Reported by Chinmaya Dehury
Bhubaneswar, Mar 26:
Every political party makes the right noises about women’s empowerment. But when it comes to giving tickets to women to contest parliamentary or Assembly elections, all of them develop cold feet.
Between them, the three major political parties in Odisha– BJD, Congress and BJP – have fielded only five women candidates in the 21 Lok Sabha seats of the state, which works out to a paltry eight percent. The three parties have failed to reach double figures when it comes to fielding women in Assembly elections either.
The ruling BJD, which keeps talking of ‘women’s empowerment’ on every conceivable occasion, has found place for no more than 14 women in its list of candidates for 147 Assembly constituencies.
The two national parties – Congress and BJP – have been just as stingy as the BJD in giving tickets to women despite their pro-women talk. Congress vice-president Rahul Gandhi has repeatedly said empowering women is imperative to make India a super power while BJP prime ministerial candidate Narendra Modi has harped on the fact that women’s empowerment is of ‘paramount’ importance. But their parties fail to walk the talk when it comes to giving tickets to women candidates.
While Congress has nominated just 10 women candidates, including two in the Lok Sabha election, BJP has been even more tight-fisted, fielding only nine of them as candidates in the Assembly polls with Sangeeta Singhdeo from Bolangir being the party’s lone candidate in the Lok Sabha polls.
While Congress has fielded cine star Aparajita Mohanty and journalist Sucharita Mohanty from Cuttack and Puri parliamentary constituencies respectively, BJD has nominated Rita Tarai, a Zila Parishad member, from Jajpur and Sakuntala Laguri from Keonjhar Lok Sabha seats respectively.

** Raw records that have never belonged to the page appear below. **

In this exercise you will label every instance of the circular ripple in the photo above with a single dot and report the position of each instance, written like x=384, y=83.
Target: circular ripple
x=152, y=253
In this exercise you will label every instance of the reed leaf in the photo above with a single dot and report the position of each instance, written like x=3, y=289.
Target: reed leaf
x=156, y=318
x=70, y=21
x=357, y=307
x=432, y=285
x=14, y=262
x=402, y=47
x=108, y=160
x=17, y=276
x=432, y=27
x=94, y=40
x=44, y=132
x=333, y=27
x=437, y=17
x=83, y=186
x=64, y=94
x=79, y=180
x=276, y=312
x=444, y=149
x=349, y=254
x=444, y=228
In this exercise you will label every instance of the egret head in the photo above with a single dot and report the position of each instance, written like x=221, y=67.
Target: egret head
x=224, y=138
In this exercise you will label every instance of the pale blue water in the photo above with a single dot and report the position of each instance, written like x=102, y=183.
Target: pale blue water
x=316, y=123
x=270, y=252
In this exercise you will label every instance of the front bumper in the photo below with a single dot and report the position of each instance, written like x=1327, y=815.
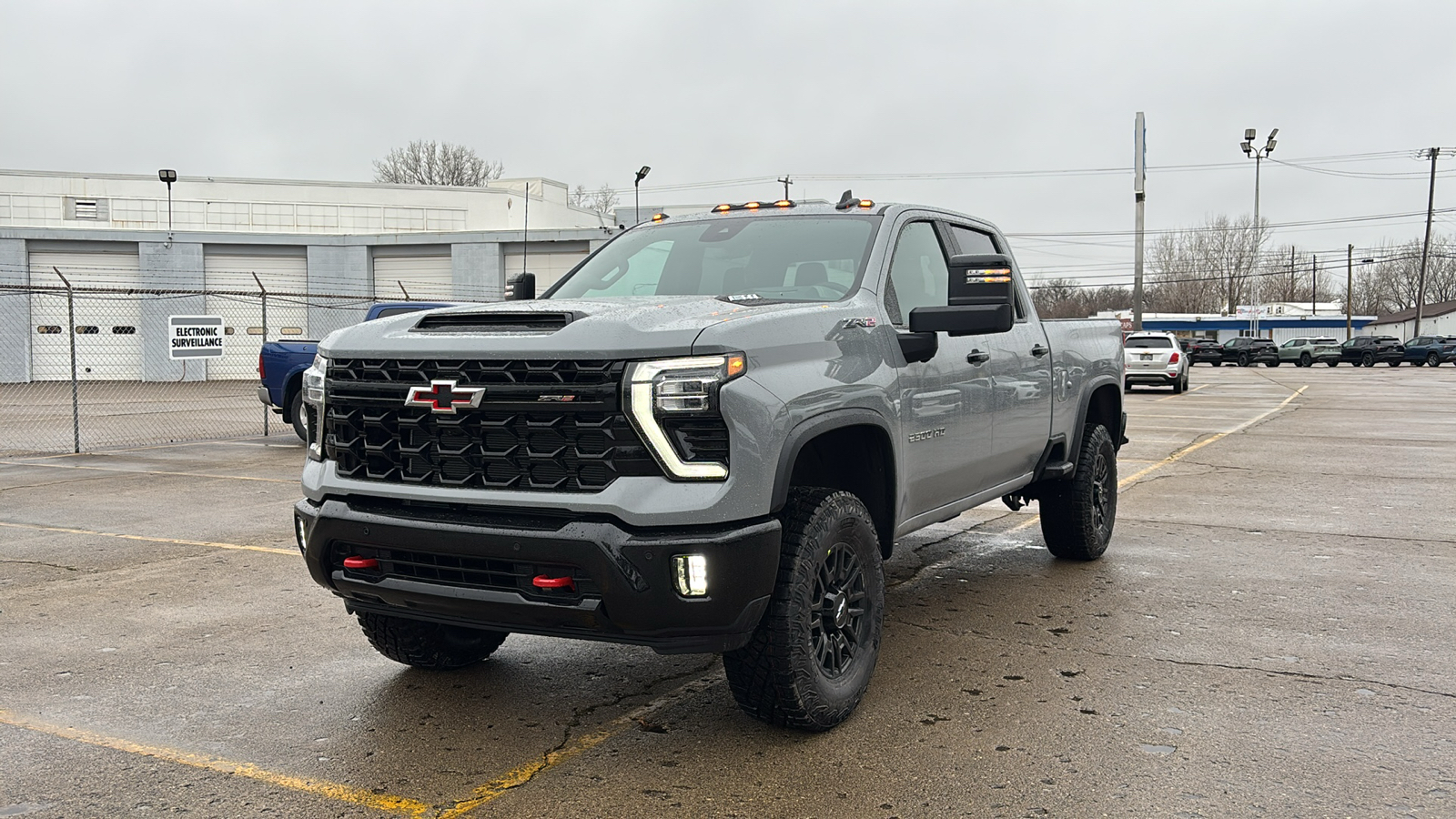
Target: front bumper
x=625, y=589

“It is true that women do not get proper representation in the Lok Sabha and Assembly. They are talented and qualified, but very few have mass base. Since the political parties always look for winnability, they ignore women during election even though they claim to work for women empowerment,” said a social activist.
“When it comes to giving tickets to women, all political parties talk about winnability. More often than not, women candidates have better popularity and winnability than their male counterparts. They must be given more tickets than is done now,” said state unit president of BJP’s women’s wing Simantini Jena, who is contesting from Badachana constituency.
Ranjan Mohanty, coordinator of Odisha Election Watch, said politics only reflects the anti-women mindset of society. “Keeping in mind the fact that about 53 per cent women got elected in the Panchayat elections held in 2012, we expected that political parties would give tickets to more women. But unfortunately, it did not happen. Empowering SHGs is not women’s empowerment. They should be given a chance in politics which needs political will power,” said Mohanty.
In the 2009 assembly elections, 1,288 candidates were in fray in the state, of whom only 126 were women, which is about 10%, according to data available with Odisha Election Watch, a civil society body working for electoral reforms.
In the last three assembly terms, representation of women out of the total 147 seats was 13 (8.84%) in 2000, 12 (8.16%) in 2004 and barely seven (4.7%) in 2009.
In the 2009 Lok Sabha elections, only 521 women were in the fray. The Congress and the BJP – the two major national parties – fielded 39 and 40 candidates respectively across the country.